La décision de la Cour d'appel du Royaume-Uni de juger recevable une plainte contre des défendeurs américains au nom du Règlement général sur la protection des données (RGPD) de l'Union européenne met en évidence les ambiguïtés de ce règlement en matière de limites territoriales. L'affaire souligne la large applicabilité géographique des RGPD de l'UE et du Royaume-Uni, et les interprétations existantes. La Cour d'appel britannique a suggéré que l'autorité indépendante du Royaume-Uni en matière de droits à l'information, l'Information Commissioner's Office (ICO), apporte son aide dans cette affaire.

Une plainte RGPD contre un média américain jugée recevable

L'affaire Soriano vs Forensic News LLC est considérée comme la première plainte de l'UE et du Royaume-Uni concernant la portée territoriale du RGPD en vertu de l'article 3, paragraphe 2. Le demandeur, Walter Soriano, citoyen britannique naturalisé depuis 2009, a engagé une procédure contre le média américain Forensic News et certaines personnes liées, domiciliées aux États-Unis. M. Soriano a présenté des demandes en vertu de la loi sur la protection des données après que les défendeurs ont publié une série d'articles et de messages sur les médias sociaux contenant plusieurs allégations « peu flatteuses » à son sujet.
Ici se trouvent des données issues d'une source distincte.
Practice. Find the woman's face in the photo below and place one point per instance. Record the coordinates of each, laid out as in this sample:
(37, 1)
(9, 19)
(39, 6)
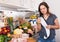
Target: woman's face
(43, 9)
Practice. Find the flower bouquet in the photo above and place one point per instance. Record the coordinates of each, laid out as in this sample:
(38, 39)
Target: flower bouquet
(3, 34)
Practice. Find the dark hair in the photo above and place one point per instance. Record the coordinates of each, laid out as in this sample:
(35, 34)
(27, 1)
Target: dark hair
(46, 5)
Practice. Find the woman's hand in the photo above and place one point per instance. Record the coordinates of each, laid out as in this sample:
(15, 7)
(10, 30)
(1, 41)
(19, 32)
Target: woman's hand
(38, 21)
(38, 24)
(48, 26)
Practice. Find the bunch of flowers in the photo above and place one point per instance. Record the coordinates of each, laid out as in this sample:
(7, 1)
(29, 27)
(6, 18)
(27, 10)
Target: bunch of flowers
(3, 34)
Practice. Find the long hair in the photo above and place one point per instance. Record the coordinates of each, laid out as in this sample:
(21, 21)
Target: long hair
(46, 5)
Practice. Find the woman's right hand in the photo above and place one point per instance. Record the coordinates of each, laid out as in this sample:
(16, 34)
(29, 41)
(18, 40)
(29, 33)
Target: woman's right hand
(38, 21)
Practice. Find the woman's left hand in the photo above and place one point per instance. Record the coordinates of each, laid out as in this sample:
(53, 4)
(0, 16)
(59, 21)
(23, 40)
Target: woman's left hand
(48, 26)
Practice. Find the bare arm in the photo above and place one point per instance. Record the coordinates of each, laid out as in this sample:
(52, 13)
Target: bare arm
(38, 24)
(55, 26)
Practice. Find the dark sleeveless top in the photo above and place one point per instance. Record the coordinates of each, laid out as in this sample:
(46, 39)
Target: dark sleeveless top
(49, 21)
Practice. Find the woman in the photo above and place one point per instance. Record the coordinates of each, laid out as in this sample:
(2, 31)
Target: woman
(50, 19)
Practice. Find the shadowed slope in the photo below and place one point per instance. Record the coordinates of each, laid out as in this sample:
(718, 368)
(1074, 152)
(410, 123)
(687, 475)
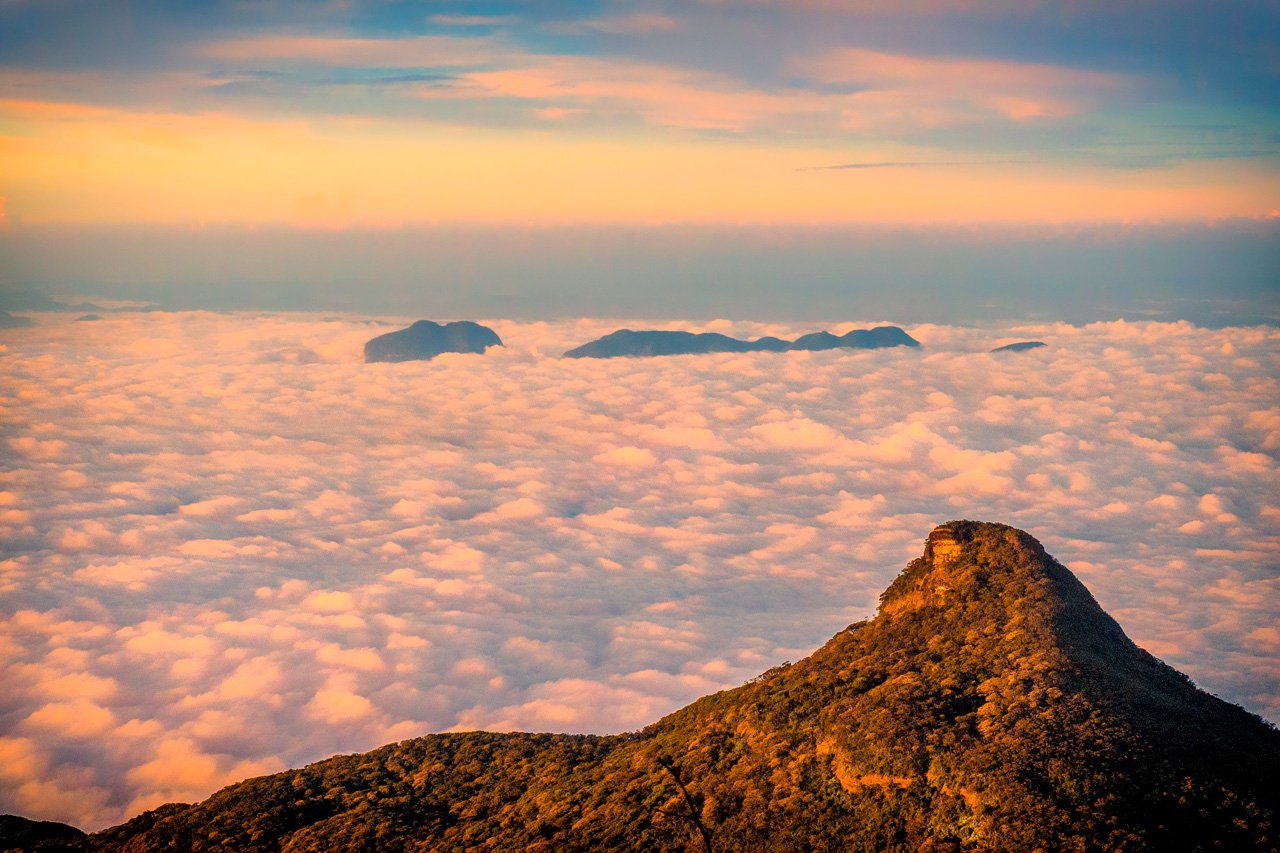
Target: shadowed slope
(991, 705)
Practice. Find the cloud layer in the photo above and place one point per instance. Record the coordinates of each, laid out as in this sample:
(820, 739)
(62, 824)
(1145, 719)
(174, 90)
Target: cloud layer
(232, 547)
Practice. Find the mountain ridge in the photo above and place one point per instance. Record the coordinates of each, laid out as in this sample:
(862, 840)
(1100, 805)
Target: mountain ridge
(991, 705)
(663, 342)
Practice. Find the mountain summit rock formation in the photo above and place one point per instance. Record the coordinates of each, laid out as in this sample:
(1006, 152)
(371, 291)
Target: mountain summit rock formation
(426, 340)
(990, 706)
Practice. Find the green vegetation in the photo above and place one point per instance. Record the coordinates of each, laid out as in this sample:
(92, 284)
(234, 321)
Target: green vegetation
(990, 706)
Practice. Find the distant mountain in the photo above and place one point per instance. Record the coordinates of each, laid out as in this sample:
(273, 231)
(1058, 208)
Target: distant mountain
(1022, 346)
(991, 706)
(426, 340)
(625, 342)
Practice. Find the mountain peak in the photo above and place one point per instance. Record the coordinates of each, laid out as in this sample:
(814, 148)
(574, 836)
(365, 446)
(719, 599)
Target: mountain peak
(972, 560)
(991, 707)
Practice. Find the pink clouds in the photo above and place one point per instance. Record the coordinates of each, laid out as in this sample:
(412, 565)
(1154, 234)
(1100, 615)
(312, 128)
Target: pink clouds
(257, 562)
En vertu du droit britannique, l'autorisation du tribunal est nécessaire pour signifier une demande en dehors de la juridiction du pays, à moins que les défendeurs n'acceptent d'être signifiés. Dans cette affaire, le tribunal a dû décider si les allégations du demandeur avaient une réelle chance d'aboutir sous réserve des articles 3(1), 3(2)(a) et 3(2)(b) du RGPD, plutôt que de parvenir à une conclusion définitive sur la portée territoriale du règlement. La nouvelle est tombée au même moment qu’une autre annonce, indiquant que, depuis le 28 janvier 2021, les autorités européennes de protection des données avaient infligé un total de 1,1 milliard d'euros (1,2 milliard de dollars) d’amendes pour non-respect du RGPD.

L'ambiguïté de la portée géographique du RGPD

L'affaire met en lumière l'incertitude persistante sur l'applicabilité géographique du RGPD. « Il convient de noter le poids particulier que le tribunal a suggéré d'accorder à l'intention d'offrir des biens/services à des personnes de l'UE/du Royaume-Uni pour évaluer si un contrôleur de données doit être considéré comme « établi » dans l'UE/le Royaume-Uni », a écrit le cabinet d'avocats Dechert LLP. De nombreuses entreprises qui offrent des biens/services aux personnes concernées dans l'UE/le Royaume-Uni depuis l'étranger peuvent être considérées comme ayant un établissement dans l'UE/le Royaume-Uni et peuvent donc se trouver dans l’obligation de se conformer au RGPD, non seulement pour ce qui est des données de leurs clients de l'UE/du Royaume-Uni, mais aussi de toutes les autres personnes dont les données personnelles sont traitées en relation avec cet établissement (comme le personnel) », a-t-il ajouté. Le tribunal a également insisté sur la nécessité de procéder à un « examen plus approfondi et définitif » des questions et suggéré une implication du Commissaire à l'information du Royaume-Uni. 

Selon Kevin Tunison, responsable de la protection des données chez Egress Software Technologies, « il est important de noter que l'affaire a été portée devant les tribunaux avant le départ du Royaume-Uni de l'UE, et que le précédent serait donc établi par rapport au RGPD de l'UE, et pas nécessairement par rapport au RGPD du Royaume-Uni ». Cet aspect pourrait limiter l’incertitude relative à la portée territoriale, du moins dans les tribunaux britanniques. Cependant, cette affaire réaffirme qu'un citoyen européen, quand il se trouve sur le sol de l'UE, voit ces activités protégées. C'est ainsi que le RGPD est censé fonctionner, mais c'est la première fois que cette protection a été testé devant les tribunaux. Le juge a également suggéré que le Commissaire à l'information du Royaume-Uni intervienne pour assister éventuellement le tribunal. « L’ICO pourrait donc être impliqué en raison de la complexité de l'affaire », a encore déclaré M. Tunison. « Cette affaire sera sans doute intéressante à suivre, car elle pourrait modifier ou clarifier l'article 3.2, qui définit la portée territoriale du RGPD de l'UE », a ajouté le responsable de la protection des données d’Egress. « Mais, si l'article 3.2 est modifié, cela pourrait entraîner d'autres contestations juridiques dans d'autres tribunaux de la souveraineté des nations non membres de l'UE. Une telle modification avoir un effet inverse et servir ceux qui voudraient remettre en cause la portée « excessive » de la législation européenne ».